The wife’s role in the New Creation also reverses the role of the First Eve by doing battle with the forces of darkness (Eph 6.1-20), forces which until the eschatological age had the power to deceive her . . . . According to Eph. 5.22-25, subordination is not simply obedience to a despot, nor is it something the wife does by coercion, at the behest of cultural traditions in step with social stereotypes . . . . By redefining subordination and headship in terms of New Creation theology, the author of Ephesians has dislodged androcentric marriage from its powerbase of domination and relocated it in the sphere of discipleship which participates in and makes a contribution to the New Creation.(24)

1 Timothy 2:9-I5

The so-called Pastoral Epistles probably stand in relation to the previous Pauline material in much the same way as the letter to the Ephesians does.(25) The passage under consideration shows dependence upon 1 Corinthians 14:33b-36, but tends to accentuate conservatively one aspect of that teaching more than others, probably because of the situation to which it was addressed. Once more, we are faced with a musical score with no clef, and attempts to supply the clef are made the more difficult because we cannot be sure of the exact climate of thought and activity being addressed. We may accept the information in 1 Timothy 1:3, that the letter was being addressed to Timothy at Ephesus, as being at least paradigmatically correct. If Ephesus is not the actual destination, the situation is not vastly different.
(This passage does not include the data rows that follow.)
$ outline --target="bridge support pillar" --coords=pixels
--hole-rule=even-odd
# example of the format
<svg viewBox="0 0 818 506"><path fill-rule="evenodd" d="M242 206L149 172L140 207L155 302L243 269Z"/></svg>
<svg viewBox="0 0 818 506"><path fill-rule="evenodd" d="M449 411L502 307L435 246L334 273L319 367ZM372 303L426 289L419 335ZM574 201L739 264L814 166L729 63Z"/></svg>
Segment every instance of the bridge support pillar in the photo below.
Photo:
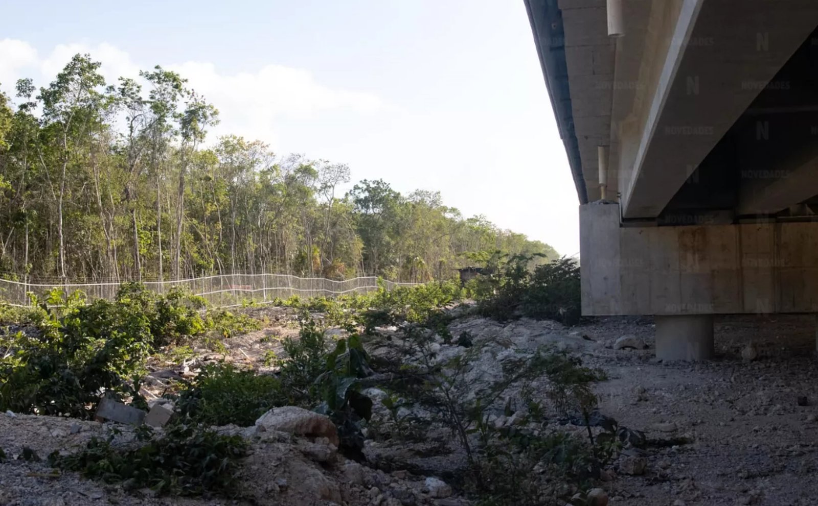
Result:
<svg viewBox="0 0 818 506"><path fill-rule="evenodd" d="M656 357L706 360L713 356L712 315L656 316Z"/></svg>

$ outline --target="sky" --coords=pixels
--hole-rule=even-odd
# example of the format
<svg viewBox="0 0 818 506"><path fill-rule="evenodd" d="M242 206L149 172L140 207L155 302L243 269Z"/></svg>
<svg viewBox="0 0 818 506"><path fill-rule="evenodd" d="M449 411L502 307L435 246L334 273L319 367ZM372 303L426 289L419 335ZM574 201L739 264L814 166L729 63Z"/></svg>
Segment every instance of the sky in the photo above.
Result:
<svg viewBox="0 0 818 506"><path fill-rule="evenodd" d="M235 133L579 251L578 200L523 0L7 2L0 91L77 52L179 72Z"/></svg>

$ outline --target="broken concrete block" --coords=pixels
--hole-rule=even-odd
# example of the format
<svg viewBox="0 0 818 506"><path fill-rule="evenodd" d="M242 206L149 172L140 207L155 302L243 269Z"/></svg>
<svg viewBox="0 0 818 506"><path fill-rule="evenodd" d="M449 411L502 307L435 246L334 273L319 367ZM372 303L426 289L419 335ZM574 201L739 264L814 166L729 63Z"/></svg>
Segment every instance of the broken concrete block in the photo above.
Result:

The exhortation begins in verse 8 with an injuction that men pray, “lifting up holy hands without anger or argument,” which implies that this was not always the case. Then the author continues by directing his attention to women: “Similarly,” women are to adorn themselves with modesty and self-control, and not with elaborate hair styles made up with pearls and gold,(26) but rather with good deeds as befits women who profess reverence for God. Again, we are entitled to presume that what is proscribed was actually taking place and that there was something immodest and disruptive in the conduct of some of the women. It is in this context, then, that the injunction continues:

Let a woman learn in quietness and in complete subordination. I do not permit a woman to teach or have authority over a man, but rather to be quiet. For Adam was formed first, then Eve; and Adam was not deceived, but the woman, deceived, came into transgression. She will be saved through childbearing, provided they persevere in faith and love and holiness with self control.
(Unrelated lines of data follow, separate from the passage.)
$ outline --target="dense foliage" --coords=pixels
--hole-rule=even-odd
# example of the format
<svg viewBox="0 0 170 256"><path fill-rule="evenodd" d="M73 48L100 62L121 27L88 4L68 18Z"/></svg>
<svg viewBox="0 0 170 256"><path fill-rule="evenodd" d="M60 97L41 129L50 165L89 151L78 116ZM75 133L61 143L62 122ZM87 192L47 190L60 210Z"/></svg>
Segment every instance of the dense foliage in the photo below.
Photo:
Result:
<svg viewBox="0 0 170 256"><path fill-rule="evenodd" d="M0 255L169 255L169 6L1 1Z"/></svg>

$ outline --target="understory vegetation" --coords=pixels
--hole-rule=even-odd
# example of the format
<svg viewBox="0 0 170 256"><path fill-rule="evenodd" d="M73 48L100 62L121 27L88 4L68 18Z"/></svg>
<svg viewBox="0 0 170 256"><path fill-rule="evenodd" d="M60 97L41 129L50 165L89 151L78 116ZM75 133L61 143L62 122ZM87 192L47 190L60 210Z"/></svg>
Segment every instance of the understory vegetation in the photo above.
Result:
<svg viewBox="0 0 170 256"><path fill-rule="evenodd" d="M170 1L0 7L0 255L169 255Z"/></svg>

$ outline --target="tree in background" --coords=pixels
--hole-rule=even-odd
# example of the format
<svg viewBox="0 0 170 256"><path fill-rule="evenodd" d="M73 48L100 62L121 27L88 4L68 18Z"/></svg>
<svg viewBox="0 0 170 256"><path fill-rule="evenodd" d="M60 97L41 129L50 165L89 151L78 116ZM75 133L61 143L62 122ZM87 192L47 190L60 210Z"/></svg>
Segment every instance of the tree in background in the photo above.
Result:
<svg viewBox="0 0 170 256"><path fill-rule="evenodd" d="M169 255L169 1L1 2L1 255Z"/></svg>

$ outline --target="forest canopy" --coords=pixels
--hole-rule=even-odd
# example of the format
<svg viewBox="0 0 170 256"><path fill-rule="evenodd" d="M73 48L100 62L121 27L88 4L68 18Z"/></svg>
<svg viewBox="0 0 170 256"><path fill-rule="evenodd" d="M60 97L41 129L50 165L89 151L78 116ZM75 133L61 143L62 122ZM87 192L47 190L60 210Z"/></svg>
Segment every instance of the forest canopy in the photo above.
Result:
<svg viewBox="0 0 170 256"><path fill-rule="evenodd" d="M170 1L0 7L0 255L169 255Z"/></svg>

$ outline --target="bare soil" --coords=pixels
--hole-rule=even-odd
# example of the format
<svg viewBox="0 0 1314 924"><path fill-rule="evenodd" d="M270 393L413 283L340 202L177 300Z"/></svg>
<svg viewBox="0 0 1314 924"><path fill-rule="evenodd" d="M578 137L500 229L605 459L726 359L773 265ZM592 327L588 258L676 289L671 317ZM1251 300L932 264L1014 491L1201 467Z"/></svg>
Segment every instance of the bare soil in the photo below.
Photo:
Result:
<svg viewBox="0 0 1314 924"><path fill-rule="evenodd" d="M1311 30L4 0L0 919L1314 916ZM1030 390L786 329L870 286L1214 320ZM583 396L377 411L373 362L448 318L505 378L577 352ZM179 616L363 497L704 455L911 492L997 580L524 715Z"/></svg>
The most plausible scenario underlying this text is as follows. Some women were acting in a way that was seductive in many senses of the term. Their conduct and mode of dress was immodest and they were teaching false doctrines, which probably had to do with “myths and genealogies” (1 Tim 1:35), the forbidding of marriage and the need for an ascetic diet (1 Tim 4:3), and, in general, things that did not agree with “the sound words of Our Lord Jesus Christ” (1 Tim 6:3-5). When it is recalled that teaching was always considered to be a function endowed with a certain authority, and that, contrary to our academic approach, was always geared to some practical conduct, it can be seen that this way of acting could involve, and probably did in this case, a domineering over men in general or perhaps more particularly the woman’s own husband. The ministry of teaching was being abused and treated as though it were the office of teaching. The teaching, moreover, was probably of a gnostic character.(27)
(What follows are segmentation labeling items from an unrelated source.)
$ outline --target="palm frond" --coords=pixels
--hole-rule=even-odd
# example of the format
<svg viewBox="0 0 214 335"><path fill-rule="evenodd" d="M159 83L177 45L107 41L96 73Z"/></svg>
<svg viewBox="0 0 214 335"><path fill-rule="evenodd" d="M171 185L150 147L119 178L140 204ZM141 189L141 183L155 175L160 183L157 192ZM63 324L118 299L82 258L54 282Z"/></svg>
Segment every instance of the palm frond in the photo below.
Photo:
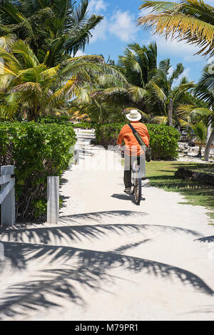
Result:
<svg viewBox="0 0 214 335"><path fill-rule="evenodd" d="M177 6L170 3L168 7L165 2L146 1L142 8L157 11L140 17L139 25L166 38L197 44L200 48L197 54L213 54L213 7L200 0L186 0Z"/></svg>

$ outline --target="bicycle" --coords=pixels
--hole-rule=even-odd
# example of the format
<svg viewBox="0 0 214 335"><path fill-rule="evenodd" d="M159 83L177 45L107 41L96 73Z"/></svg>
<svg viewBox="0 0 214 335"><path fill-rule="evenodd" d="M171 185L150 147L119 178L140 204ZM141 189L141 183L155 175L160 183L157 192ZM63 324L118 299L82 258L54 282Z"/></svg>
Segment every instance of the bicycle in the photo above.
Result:
<svg viewBox="0 0 214 335"><path fill-rule="evenodd" d="M140 205L142 195L142 182L140 165L135 160L131 165L131 194L134 195L137 205Z"/></svg>

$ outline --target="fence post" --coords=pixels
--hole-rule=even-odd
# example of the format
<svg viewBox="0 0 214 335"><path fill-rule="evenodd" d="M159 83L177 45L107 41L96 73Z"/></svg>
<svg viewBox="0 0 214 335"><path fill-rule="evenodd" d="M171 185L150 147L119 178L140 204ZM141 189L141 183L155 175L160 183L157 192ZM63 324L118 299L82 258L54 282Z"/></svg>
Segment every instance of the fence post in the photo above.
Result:
<svg viewBox="0 0 214 335"><path fill-rule="evenodd" d="M1 167L1 176L5 175L14 175L14 165L5 165ZM1 225L6 226L13 226L16 222L16 210L15 210L15 178L11 178L14 187L11 192L7 195L1 204ZM1 186L1 190L6 187L6 184Z"/></svg>
<svg viewBox="0 0 214 335"><path fill-rule="evenodd" d="M47 222L56 224L59 219L59 177L48 177Z"/></svg>

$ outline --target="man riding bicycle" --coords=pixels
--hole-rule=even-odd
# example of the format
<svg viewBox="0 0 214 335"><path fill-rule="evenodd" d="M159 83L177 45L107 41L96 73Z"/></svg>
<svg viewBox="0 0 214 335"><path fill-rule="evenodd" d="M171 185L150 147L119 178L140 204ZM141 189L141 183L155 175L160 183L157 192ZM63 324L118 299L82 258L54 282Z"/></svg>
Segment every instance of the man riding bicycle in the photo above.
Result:
<svg viewBox="0 0 214 335"><path fill-rule="evenodd" d="M144 143L149 146L149 133L146 125L139 122L142 118L141 114L136 110L131 110L126 118L130 124L137 130ZM146 153L142 149L135 137L131 128L125 125L119 133L117 144L122 148L123 141L125 142L125 168L124 168L124 184L126 193L130 193L131 189L131 166L134 161L137 160L141 172L142 179L145 177Z"/></svg>

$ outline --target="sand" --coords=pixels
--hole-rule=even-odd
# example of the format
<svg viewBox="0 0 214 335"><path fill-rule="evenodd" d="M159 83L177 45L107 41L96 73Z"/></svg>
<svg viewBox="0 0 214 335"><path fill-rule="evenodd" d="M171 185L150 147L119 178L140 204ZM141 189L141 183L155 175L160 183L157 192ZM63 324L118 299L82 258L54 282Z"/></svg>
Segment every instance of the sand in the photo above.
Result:
<svg viewBox="0 0 214 335"><path fill-rule="evenodd" d="M80 165L63 176L58 225L0 229L0 319L213 320L206 209L147 181L136 205L119 154L87 133Z"/></svg>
The injunction, then, to learn in quietness and complete subordination is calling for a more modest, peaceful, and teachable conduct that respects the good order both of the community gathering and of marriage. The allusion to Adam’s having been formed first reflects the same teaching in 1 Corinthians 11:8-9 and probably depends upon it and the doctrine behind it. The remark that Eve was deceived, reflecting as it does one strand of Jewish thinking obliquely referred to by Paul only once (2 Cor 11:3),(28) is probably invoked here in order to accent the notion that the women in question have been deceived; a theme present elsewhere.(29) The statement that women will be saved through childbearing is a rebuttal of the doctrine that forbade marriage, and envisages not only the conception and birth of children but the whole Christian activity of raising children referred to in 1 Timothy 5:10. Once again, the importance of the body person is being stressed.

Since women are described as having some ministry that involved “training” (sophronizein, Tit 2:3) the younger women, as well as having some functions parallel to those of deacons (1 Tim 3: 11) and performing various good works (1 Tim 5:9-10), it is not a question of total silence (hesuchia implies more tranquillity than silence) but of a return to both marital and community order on the part of some women who are taking functions to themselves and disrupting the group. Once again, we see that there is an assertion, though here in a very conservative context, of the equal dignity and responsibility of both sexes. Yet, the mention of Adam and the use of the term subordination implies a certain priority of the man, most probably the husband. An understanding of this twofold assertion, so difficult for our modern rights-oriented society and power-oriented sense of worth to grasp, must lie in the direction already pointed out by Ephesians 5:21-33. We will return to this after considering the history of Christian thinking about the body person.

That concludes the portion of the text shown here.